The hardest thing is recruiting. It takes up to six months to get them up to anything that’s worth keeping. So to want to get rid of them and not invest time in them, I can’t understand it. If I employ someone here, I can’t progress the business for six months. They’re not at a skill set to go further, so I need to keep someone for a minimum of a year, for the business. Otherwise we are just throwing money away. And then they get excited, they bring people in. Most of the recruitment we’ve done has been through them bringing their friends in, which is great. It works sometimes, sometimes it doesn’t.
It’s an employee’s market these days. The kids go to the restaurants they want to work at and it has been saturated. The one thing I explain to them when they start here is that this business has been here for a while and Rabhi has operated for twenty years. The doors will open tomorrow and everything will keep on operating. We’re not a new venue trying to get accolades, we are just a good hospitality venue. We have won a few things along the way which is nice, but it’s not what we are about. There are too many venues that pop up for six months and don’t last.
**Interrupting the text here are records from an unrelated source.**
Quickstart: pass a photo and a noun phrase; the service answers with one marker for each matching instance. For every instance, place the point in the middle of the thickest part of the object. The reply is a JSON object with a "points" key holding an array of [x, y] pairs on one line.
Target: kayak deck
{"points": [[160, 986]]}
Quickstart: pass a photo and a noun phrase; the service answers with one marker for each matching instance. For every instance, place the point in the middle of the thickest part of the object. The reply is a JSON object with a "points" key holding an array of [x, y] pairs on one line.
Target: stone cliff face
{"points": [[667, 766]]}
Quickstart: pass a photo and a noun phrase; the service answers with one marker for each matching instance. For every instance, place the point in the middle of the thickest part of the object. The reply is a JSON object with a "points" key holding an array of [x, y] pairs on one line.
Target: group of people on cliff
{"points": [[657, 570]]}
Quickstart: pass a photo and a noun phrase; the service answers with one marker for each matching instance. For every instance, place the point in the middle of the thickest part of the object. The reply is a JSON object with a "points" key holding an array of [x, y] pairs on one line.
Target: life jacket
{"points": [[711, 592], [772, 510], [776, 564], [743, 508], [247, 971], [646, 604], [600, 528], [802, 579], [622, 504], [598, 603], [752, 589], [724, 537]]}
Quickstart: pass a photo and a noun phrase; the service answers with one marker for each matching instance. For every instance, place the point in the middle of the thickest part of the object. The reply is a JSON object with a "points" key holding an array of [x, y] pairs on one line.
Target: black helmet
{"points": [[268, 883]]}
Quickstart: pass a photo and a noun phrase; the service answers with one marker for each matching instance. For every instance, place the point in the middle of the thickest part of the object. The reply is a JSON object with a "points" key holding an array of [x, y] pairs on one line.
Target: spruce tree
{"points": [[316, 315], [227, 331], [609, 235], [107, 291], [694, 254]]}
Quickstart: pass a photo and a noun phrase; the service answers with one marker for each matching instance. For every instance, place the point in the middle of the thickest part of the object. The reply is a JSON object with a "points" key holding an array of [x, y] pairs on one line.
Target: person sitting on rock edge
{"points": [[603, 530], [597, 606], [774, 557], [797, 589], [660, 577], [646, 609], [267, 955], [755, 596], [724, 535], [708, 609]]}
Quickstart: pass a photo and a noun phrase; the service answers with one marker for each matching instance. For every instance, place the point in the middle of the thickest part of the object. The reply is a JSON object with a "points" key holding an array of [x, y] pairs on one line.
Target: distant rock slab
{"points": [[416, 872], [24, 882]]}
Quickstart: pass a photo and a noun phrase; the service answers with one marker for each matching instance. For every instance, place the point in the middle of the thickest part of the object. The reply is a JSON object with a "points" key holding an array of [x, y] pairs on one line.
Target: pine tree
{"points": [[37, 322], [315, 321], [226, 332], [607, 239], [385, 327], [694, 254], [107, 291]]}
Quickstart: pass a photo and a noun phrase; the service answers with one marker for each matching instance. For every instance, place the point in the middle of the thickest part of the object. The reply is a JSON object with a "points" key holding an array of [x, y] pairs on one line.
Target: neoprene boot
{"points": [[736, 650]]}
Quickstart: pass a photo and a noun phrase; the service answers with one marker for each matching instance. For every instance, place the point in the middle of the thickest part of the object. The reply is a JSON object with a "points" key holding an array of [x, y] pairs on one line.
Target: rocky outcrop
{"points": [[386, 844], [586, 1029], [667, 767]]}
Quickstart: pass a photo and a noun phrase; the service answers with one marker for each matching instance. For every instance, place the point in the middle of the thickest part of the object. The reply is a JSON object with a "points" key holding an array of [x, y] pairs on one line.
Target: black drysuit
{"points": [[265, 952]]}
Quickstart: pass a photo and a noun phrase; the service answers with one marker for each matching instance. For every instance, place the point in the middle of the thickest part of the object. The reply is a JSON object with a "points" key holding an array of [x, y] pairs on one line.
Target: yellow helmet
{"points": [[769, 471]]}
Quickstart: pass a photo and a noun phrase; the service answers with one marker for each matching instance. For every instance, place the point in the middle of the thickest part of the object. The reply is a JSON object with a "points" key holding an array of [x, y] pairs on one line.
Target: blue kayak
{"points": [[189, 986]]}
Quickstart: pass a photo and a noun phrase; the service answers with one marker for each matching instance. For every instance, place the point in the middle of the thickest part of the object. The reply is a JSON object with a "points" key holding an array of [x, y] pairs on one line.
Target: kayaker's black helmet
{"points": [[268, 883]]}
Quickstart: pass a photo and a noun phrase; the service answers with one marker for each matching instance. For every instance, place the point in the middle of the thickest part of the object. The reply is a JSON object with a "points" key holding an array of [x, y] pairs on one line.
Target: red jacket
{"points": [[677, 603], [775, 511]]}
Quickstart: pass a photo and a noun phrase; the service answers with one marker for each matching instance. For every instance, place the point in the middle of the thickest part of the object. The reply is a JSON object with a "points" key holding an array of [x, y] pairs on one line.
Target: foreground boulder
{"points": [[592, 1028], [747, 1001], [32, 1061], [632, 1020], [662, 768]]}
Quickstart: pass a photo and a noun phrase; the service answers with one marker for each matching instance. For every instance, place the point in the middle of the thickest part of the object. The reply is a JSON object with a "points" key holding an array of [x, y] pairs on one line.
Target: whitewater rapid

Chefs should be aware that it’s a career. It’s not a part of your life until something else comes along. It’s a good career. You should be proud of it. And there’s money to be made out there if you work hard. Too many people chase it and get burnt out because they were never developed fully as a chef to understand GPs and how to run a business. I hold a lot of chefs responsible for a lot of closures. You have to because they don’t treat it as thought it’s their own. If it was their business, would they run it in this way? Yes it’s fantastic that you’ve got four luxury items on that menu, but what’s it costing. You have to work it as though it’s your own.
Thank you, you’ve said so much. As people do when they are talking about what they know and love.
Well yes, but would I have said the same thing a year ago? Perhaps not. It’s always changing. You have to evaluate things every day. Some days you may go home and as bad as it sounds, you have a beer in the shower and just think what went wrong today. You’re always evaluating yourself and what you’re doing. The conversation will change with chefs.
Bless ‘em, the ones that are after the accolades and the hats. I just want to cook good beef. I enjoy being the meat man. But this is what I’m talking about today. In a week it could be completely different.